Prodi Ilmu Hadis UIN Bukittinggi Raih akreditasi Unggul berdasarkan Surat Keputusan Badan Akreditasi Nasional Perguruan Tinggi (BAN-PT)

Prodi Ilmu Hadis UIN Bukittinggi Raih akreditasi Unggul berdasarkan Surat Keputusan Badan Akreditasi Nasional Perguruan Tinggi (BAN-PT)

BUKITTINGGI, – Program Studi Ilmu Hadis (ILHA) Fakultas Ushuluddin, Adab, dan Dakwah (FUAD) UIN Sjech M. Djamil Djambek Bukittinggi  meraih akreditasi Unggul berdasarkan Surat Keputusan Badan Akreditasi Nasional Perguruan Tinggi (BAN-PT) Nomor 8674/SK/BAN-PT/Ak/XII/2025 yang terbit pekan ini.

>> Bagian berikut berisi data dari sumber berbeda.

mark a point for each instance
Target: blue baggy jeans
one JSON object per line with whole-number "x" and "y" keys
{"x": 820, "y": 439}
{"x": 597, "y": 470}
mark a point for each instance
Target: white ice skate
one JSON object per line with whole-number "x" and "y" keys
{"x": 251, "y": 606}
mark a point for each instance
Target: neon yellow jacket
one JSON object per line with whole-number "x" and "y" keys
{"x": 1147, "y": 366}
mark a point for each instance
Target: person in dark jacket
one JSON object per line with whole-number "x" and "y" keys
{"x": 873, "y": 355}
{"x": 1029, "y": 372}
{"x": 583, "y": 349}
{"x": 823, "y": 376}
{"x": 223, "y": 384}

Dekan FUAD UIN Sjech M. Djamil Djambek, Prof. Dr. Syafwan Rozi, menyebut capaian ini sebagai hasil dari soliditas tim yang luar biasa. Ia mengapresiasi dukungan penuh dari jajaran Rektorat, tim Lembaga Penjaminan Mutu (LPM), hingga tenaga kependidikan dan petugas operasional yang bahu-membahu selama proses asesmen.

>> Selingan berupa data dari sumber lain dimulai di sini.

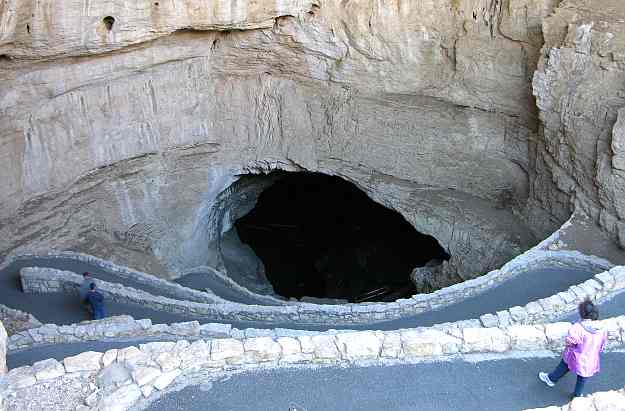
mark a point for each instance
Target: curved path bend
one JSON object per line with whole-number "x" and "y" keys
{"x": 64, "y": 309}
{"x": 484, "y": 385}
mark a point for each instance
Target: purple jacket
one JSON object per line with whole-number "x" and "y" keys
{"x": 583, "y": 347}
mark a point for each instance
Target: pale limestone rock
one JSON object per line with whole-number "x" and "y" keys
{"x": 109, "y": 357}
{"x": 489, "y": 320}
{"x": 518, "y": 314}
{"x": 391, "y": 346}
{"x": 3, "y": 349}
{"x": 147, "y": 390}
{"x": 504, "y": 318}
{"x": 228, "y": 350}
{"x": 112, "y": 374}
{"x": 307, "y": 344}
{"x": 87, "y": 361}
{"x": 484, "y": 340}
{"x": 121, "y": 399}
{"x": 132, "y": 357}
{"x": 463, "y": 84}
{"x": 261, "y": 349}
{"x": 359, "y": 345}
{"x": 128, "y": 354}
{"x": 428, "y": 342}
{"x": 190, "y": 329}
{"x": 325, "y": 347}
{"x": 609, "y": 401}
{"x": 145, "y": 375}
{"x": 21, "y": 377}
{"x": 48, "y": 369}
{"x": 290, "y": 347}
{"x": 196, "y": 355}
{"x": 167, "y": 378}
{"x": 527, "y": 337}
{"x": 153, "y": 348}
{"x": 168, "y": 361}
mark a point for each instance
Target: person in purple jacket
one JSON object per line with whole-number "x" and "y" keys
{"x": 584, "y": 344}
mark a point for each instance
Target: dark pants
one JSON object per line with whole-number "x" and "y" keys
{"x": 98, "y": 313}
{"x": 562, "y": 369}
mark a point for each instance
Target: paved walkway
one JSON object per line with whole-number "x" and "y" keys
{"x": 490, "y": 385}
{"x": 508, "y": 384}
{"x": 64, "y": 309}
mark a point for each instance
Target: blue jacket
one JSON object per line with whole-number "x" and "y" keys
{"x": 96, "y": 300}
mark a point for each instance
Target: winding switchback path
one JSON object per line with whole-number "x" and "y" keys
{"x": 64, "y": 309}
{"x": 487, "y": 385}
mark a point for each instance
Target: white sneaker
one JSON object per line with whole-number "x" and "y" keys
{"x": 544, "y": 377}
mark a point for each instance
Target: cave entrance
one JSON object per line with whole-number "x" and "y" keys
{"x": 321, "y": 236}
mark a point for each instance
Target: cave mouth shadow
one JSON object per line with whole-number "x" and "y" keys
{"x": 321, "y": 236}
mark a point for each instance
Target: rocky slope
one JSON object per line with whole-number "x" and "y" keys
{"x": 125, "y": 123}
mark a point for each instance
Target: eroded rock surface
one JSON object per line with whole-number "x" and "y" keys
{"x": 122, "y": 142}
{"x": 580, "y": 92}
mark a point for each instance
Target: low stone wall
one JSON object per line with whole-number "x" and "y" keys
{"x": 124, "y": 376}
{"x": 599, "y": 401}
{"x": 602, "y": 286}
{"x": 118, "y": 327}
{"x": 3, "y": 350}
{"x": 539, "y": 256}
{"x": 15, "y": 320}
{"x": 233, "y": 285}
{"x": 3, "y": 362}
{"x": 168, "y": 287}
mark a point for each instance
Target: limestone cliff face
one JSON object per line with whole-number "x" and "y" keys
{"x": 124, "y": 121}
{"x": 580, "y": 91}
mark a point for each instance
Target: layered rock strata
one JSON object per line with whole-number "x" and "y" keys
{"x": 122, "y": 123}
{"x": 114, "y": 133}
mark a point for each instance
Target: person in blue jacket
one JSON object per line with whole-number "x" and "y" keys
{"x": 96, "y": 300}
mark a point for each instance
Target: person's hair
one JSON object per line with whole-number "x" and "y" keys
{"x": 588, "y": 310}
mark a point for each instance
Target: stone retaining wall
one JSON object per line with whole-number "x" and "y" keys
{"x": 15, "y": 320}
{"x": 3, "y": 350}
{"x": 3, "y": 362}
{"x": 124, "y": 376}
{"x": 118, "y": 327}
{"x": 149, "y": 280}
{"x": 51, "y": 280}
{"x": 602, "y": 286}
{"x": 599, "y": 401}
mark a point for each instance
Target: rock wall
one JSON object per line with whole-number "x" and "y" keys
{"x": 3, "y": 352}
{"x": 119, "y": 134}
{"x": 580, "y": 93}
{"x": 112, "y": 137}
{"x": 15, "y": 321}
{"x": 602, "y": 286}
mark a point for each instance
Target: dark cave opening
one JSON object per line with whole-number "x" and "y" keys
{"x": 321, "y": 236}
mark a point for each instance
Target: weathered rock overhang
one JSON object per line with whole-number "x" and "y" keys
{"x": 113, "y": 143}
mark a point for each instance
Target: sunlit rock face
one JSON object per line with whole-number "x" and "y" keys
{"x": 127, "y": 125}
{"x": 580, "y": 91}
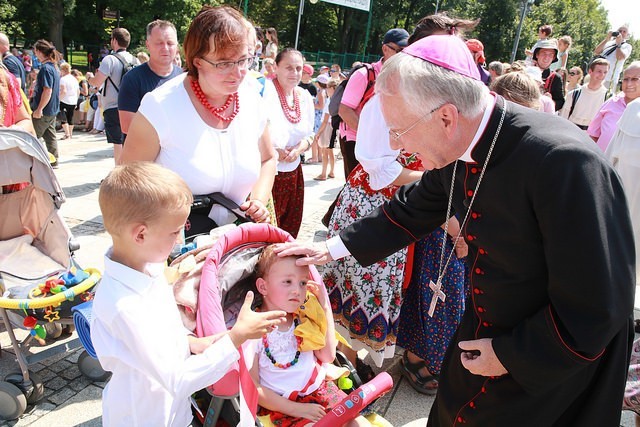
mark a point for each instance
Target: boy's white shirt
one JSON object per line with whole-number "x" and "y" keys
{"x": 138, "y": 335}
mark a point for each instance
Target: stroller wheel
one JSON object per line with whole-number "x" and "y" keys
{"x": 91, "y": 368}
{"x": 12, "y": 402}
{"x": 32, "y": 389}
{"x": 54, "y": 330}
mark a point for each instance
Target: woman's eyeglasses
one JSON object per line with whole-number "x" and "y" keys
{"x": 227, "y": 66}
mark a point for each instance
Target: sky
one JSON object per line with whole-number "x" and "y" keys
{"x": 620, "y": 14}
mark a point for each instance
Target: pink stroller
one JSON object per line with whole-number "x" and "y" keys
{"x": 226, "y": 276}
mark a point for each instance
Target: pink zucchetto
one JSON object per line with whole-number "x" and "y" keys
{"x": 445, "y": 51}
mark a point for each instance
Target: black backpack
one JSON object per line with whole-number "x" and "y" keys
{"x": 126, "y": 67}
{"x": 336, "y": 99}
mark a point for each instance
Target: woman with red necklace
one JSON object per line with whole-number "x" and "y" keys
{"x": 291, "y": 117}
{"x": 208, "y": 124}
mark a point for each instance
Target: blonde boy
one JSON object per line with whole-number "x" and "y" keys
{"x": 136, "y": 329}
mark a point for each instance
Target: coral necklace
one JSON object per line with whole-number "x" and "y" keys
{"x": 291, "y": 113}
{"x": 217, "y": 111}
{"x": 265, "y": 343}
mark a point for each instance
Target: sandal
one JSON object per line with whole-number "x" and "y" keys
{"x": 421, "y": 384}
{"x": 365, "y": 372}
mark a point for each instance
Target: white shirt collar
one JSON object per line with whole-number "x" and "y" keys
{"x": 134, "y": 280}
{"x": 491, "y": 103}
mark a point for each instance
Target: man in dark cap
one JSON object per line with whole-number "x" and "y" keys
{"x": 547, "y": 331}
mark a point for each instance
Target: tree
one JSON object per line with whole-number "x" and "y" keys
{"x": 324, "y": 26}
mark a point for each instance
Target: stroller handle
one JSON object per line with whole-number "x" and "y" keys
{"x": 360, "y": 398}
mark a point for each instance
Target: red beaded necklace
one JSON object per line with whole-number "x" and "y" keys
{"x": 267, "y": 351}
{"x": 291, "y": 113}
{"x": 217, "y": 111}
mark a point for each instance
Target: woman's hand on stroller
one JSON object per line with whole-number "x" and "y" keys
{"x": 308, "y": 411}
{"x": 251, "y": 324}
{"x": 313, "y": 253}
{"x": 256, "y": 210}
{"x": 198, "y": 345}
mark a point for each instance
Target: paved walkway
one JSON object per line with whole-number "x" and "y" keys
{"x": 72, "y": 400}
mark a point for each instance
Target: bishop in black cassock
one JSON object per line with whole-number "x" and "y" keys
{"x": 547, "y": 331}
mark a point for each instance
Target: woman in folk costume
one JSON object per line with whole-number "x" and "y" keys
{"x": 291, "y": 117}
{"x": 367, "y": 300}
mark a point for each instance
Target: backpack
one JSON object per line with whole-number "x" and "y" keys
{"x": 336, "y": 99}
{"x": 126, "y": 67}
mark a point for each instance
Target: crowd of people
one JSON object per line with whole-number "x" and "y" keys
{"x": 458, "y": 234}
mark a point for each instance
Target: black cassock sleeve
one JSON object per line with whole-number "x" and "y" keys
{"x": 589, "y": 251}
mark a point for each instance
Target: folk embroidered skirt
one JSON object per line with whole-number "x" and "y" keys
{"x": 288, "y": 200}
{"x": 429, "y": 337}
{"x": 365, "y": 300}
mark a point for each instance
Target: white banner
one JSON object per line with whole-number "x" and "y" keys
{"x": 356, "y": 4}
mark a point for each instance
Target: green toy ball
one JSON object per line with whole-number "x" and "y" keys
{"x": 345, "y": 383}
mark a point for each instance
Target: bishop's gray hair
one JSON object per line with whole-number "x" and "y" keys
{"x": 425, "y": 86}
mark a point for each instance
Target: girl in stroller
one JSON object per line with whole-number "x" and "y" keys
{"x": 289, "y": 362}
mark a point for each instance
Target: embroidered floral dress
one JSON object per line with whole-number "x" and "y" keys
{"x": 366, "y": 301}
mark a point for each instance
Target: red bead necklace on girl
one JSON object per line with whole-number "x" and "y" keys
{"x": 291, "y": 113}
{"x": 217, "y": 111}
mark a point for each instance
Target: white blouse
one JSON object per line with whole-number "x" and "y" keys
{"x": 285, "y": 134}
{"x": 373, "y": 149}
{"x": 138, "y": 335}
{"x": 301, "y": 376}
{"x": 208, "y": 159}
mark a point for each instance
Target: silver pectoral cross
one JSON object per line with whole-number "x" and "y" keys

“Alhamdulillah, ini adalah bukti bahwa usaha dan dedikasi dalam menghidupkan ilmu-ilmu keislaman, jika dilakukan dengan sungguh-sungguh, akan membuahkan hasil yang diberkahi,” ujar Syafwan, Rabu (17/12)

Ketua Program Studi Ilmu Hadis, Dr. Yulia Rahmi, M.Ag., menyatakan bahwa predikat Unggul ini bukan sekadar label administratif, melainkan pengakuan atas standar mutu pendidikan yang dijalankan. Menurutnya, proses panjang pembenahan kurikulum dan peningkatan kompetensi dosen menjadi kunci utama.
“Predikat Unggul ini adalah amanah berat sekaligus motivasi.

Kami berkomitmen memastikan bahwa kualitas lulusan Ilmu Hadis UIN Bukittinggi memiliki daya saing tinggi, baik di kancah nasional maupun global, serta relevan dengan kebutuhan umat,” kata Yulia.

Sementara itu, Sekretaris Prodi Ilmu Hadis, Ilham Mustafa, MA., menyoroti arah pengembangan prodi pasca-akreditasi. Ia menekankan pentingnya integrasi keilmuan hadis dengan perkembangan teknologi informasi.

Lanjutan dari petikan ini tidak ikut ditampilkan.